Tuesday, September 2, 2014

The Machinations of Politics


We are currently overhauling our prototype based on feedback from players and discussions between the team on the direction the game should take.  In the meantime, here is our designer Tristan to talk to you about one of the tools he uses when designing games.

There's already been a few posts regarding the technical and art side of Party Animals but none yet that looks at its design. Let's tackle the basics here first, then hopefully we can examine each individual mechanism through succeeding posts. This initial post will give an overview of the core system which , and of Machinations a tool we will be using to a great extent in designing and examining the game mechanics.

To start with the design of Party Animals borrows heavily from the concepts described in Mechanics: Advanced Game Design by Ernest Adams, and Joris Dormans, specifically the chapters on Emergence, Complexity and Internal Economies. It's a very good book which looks at the workings of games in- depth, especially those games which run on internal economies( RTS, 4X, Rpgs).

To better understand our game design process, it is best to wrap one's head around these concepts:

1) Almost everything in the game can be considered a resource. Any event which helps the player win gives him the abstract resource "advantage" for example. Resources can be either concrete(has a physical form in the game, example: gold, time) or abstract, which is computed from the current game state( I won't be explaining what game states here are sorry, look it up).

2) Mechanics in the game facilitate the interaction between these resources. Resources in the game will be converted from one form into another and will stay 'within' the game . As of the present, the only resource I can think of in the game, that is created from nothing is the gold resource, all other resources are converted or created from other resources.

3) The more connections between these resources, the more complex the game will be, but the greater possibility for emergent gameplay.

Every mechanic in the game was designed with these concepts in mind, from the event system( uses resources as triggers and checks), district actions(converts resources into other types), and Kapitans(gives the player certain advantages). Hopefully this will create for a more strategic and repayable game in the future. Also, thinking of the game in terms of these concepts make it a little bit easier to analyze it in the future(easier with the machinations tool which I will introduce later).

The player is doing sortie too much? Let's try increasing the cost of sortie. But sortie is how the player gets reputation, which in turn allows him to get bastions, which affects gold production. Looking at these chain of events, we see that the player will be set back by increasing the cost of sortie.

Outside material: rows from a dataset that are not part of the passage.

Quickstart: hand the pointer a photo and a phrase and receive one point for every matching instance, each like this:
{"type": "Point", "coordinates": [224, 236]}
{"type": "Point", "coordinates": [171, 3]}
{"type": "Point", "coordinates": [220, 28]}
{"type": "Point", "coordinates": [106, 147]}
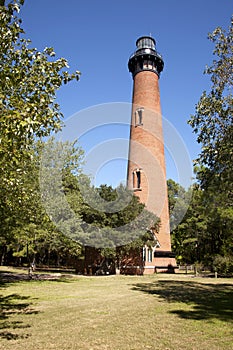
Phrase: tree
{"type": "Point", "coordinates": [213, 120]}
{"type": "Point", "coordinates": [213, 124]}
{"type": "Point", "coordinates": [29, 81]}
{"type": "Point", "coordinates": [28, 111]}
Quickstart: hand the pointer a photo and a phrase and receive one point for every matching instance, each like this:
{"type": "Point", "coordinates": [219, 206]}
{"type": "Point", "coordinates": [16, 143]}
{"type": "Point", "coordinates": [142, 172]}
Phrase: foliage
{"type": "Point", "coordinates": [213, 124]}
{"type": "Point", "coordinates": [28, 111]}
{"type": "Point", "coordinates": [223, 265]}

The player won't feel the loss immediately but it will slow him down in the long run.(More on this when we come to feedback loops in the game)

Machinations


As I mentioned above we will be using the machinations tool to make quick prototypes of game mechanics that we will be adding in the game. Using the machinations tool, won't recreate the whole mechanic exactly but it will give us a peek into what to expect, or how a certain mechanic will play out when included in the game. You can check out the machinations tool here.

I also suggest getting a copy of Mechanics: Advanced Game Design, or checking out the Design Patterns Library , also located in the url above.

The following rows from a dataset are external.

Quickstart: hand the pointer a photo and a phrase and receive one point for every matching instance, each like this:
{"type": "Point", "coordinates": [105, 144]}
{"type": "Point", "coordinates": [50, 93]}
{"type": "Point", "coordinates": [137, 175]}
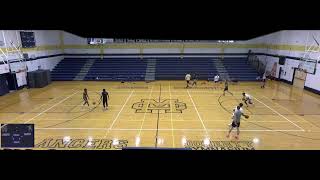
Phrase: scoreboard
{"type": "Point", "coordinates": [98, 41]}
{"type": "Point", "coordinates": [17, 135]}
{"type": "Point", "coordinates": [27, 39]}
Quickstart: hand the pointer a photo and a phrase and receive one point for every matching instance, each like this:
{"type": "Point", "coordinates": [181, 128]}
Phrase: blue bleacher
{"type": "Point", "coordinates": [134, 69]}
{"type": "Point", "coordinates": [118, 69]}
{"type": "Point", "coordinates": [67, 69]}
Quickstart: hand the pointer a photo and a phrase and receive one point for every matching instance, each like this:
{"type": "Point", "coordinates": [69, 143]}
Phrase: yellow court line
{"type": "Point", "coordinates": [279, 114]}
{"type": "Point", "coordinates": [119, 113]}
{"type": "Point", "coordinates": [290, 111]}
{"type": "Point", "coordinates": [173, 144]}
{"type": "Point", "coordinates": [144, 116]}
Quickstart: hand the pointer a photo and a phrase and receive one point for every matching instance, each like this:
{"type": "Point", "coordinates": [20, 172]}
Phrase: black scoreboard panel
{"type": "Point", "coordinates": [27, 39]}
{"type": "Point", "coordinates": [17, 135]}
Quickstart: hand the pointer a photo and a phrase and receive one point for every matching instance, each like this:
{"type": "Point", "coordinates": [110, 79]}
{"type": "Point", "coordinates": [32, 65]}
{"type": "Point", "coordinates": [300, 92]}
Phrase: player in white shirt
{"type": "Point", "coordinates": [240, 105]}
{"type": "Point", "coordinates": [247, 99]}
{"type": "Point", "coordinates": [236, 121]}
{"type": "Point", "coordinates": [187, 78]}
{"type": "Point", "coordinates": [216, 78]}
{"type": "Point", "coordinates": [263, 80]}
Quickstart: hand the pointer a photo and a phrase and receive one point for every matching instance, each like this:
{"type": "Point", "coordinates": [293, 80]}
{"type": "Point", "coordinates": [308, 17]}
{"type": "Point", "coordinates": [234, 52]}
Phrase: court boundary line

So now, about the machinations tool. The tool is built around the concepts I've stated above. The tool has three major parts: Nodes, Resource Connections, and State Connections. Under Nodes are the following:

Resource Pools- Collects resources. In Party Animals, the following are resource pools: gold, reputation in a district, relationship with a Kapitan. A resource stays in a pool until it is moved.

Resource Connections- Dictates how much of a resource is transferred from one node to another. In the game, a resource connection says how much gold is needed to be converted to reputation.

State Connections-Dictates how a change in one node affects another node. For example two nodes can have either a positive or negative relationship. When two nodes have a positive relationship, an increase in one node increases the other node( and vice versa), likewise a decrease in one node will result in a decrease in the other node. In a negative relationship, a change in one node will have the opposite effect on a connected node. In Party Animals, there is a positive relationship between bastions and gold production. There is a negative relationship between a player's stat in an issue and the sortie difficulty for that issue( the higher the stat, the easier it is for the player to get reputation).

These are just the basic node types in the machinations tool. Advanced node types include gates, converters, sources and drains, but those are for another day. As you can see, using the machination tool, it becomes easy to create models of game mechanics before making a full blown prototype of a game.